Puzzle: file name grepped from text file yields "no such file"

Dear all,
In a bash script, I grep a filename from an UTF8 encoded file:

LIST=`grep ^source $FILE | tr "\t" " " | cut -d " " -f 2 | sed -e 's,~,\$HOME,g'`

The result is

# echo $LIST
$HOME/.mail_aliases_seminaire_MMMG

Then I try to access it:

#ls $LIST
ls: cannot access $HOME/.mail_aliases_seminaire_MMMG: No such file or directory

while in the same script I can access the file hard coding its name

ls $HOME/.mail_aliases_seminaire_MMMG
/home/me/.mail_aliases_seminaire_MMMG

I wondered whether it's an encoding effect, however:

#echo $LIST | od -t oC -An > /tmp/CS
#echo '$HOME'/.mail_aliases_seminaire_MMMG | od -t oC -An | sdiff  - /tmp/CS
 044 110 117 115 105 057 056 155 141 151 154 137 141 154 151      044 110 117 115 105 057 056 155 141 151 154 137 141 154 151 
 163 145 163 137 163 145 155 151 156 141 151 162 145 137 115      163 145 163 137 163 145 155 151 156 141 151 162 145 137 115 
 115 107 012                             115 107 012

Any idea?

May be the shell did not expand the variable.

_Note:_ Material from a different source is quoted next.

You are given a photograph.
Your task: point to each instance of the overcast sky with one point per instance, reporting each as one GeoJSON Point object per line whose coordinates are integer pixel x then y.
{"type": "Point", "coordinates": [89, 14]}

Can you try as

ls "$LIST"
or 
eval ls "$LIST"
1 Like

Ah...when you have a variable which contains the name of another variable, that wont automatically be evaluated. So LIST contains $HOME, and you cant use that directly.
I think this article should help.

1 Like

Cheers ! Adding 'eval' did the trick.

And thanks Citaylor for your explanation and refs.

Btw, ~ counts as a variable, I hadn't originally the sed bit to replace it with $HOME and the same issue was showing already.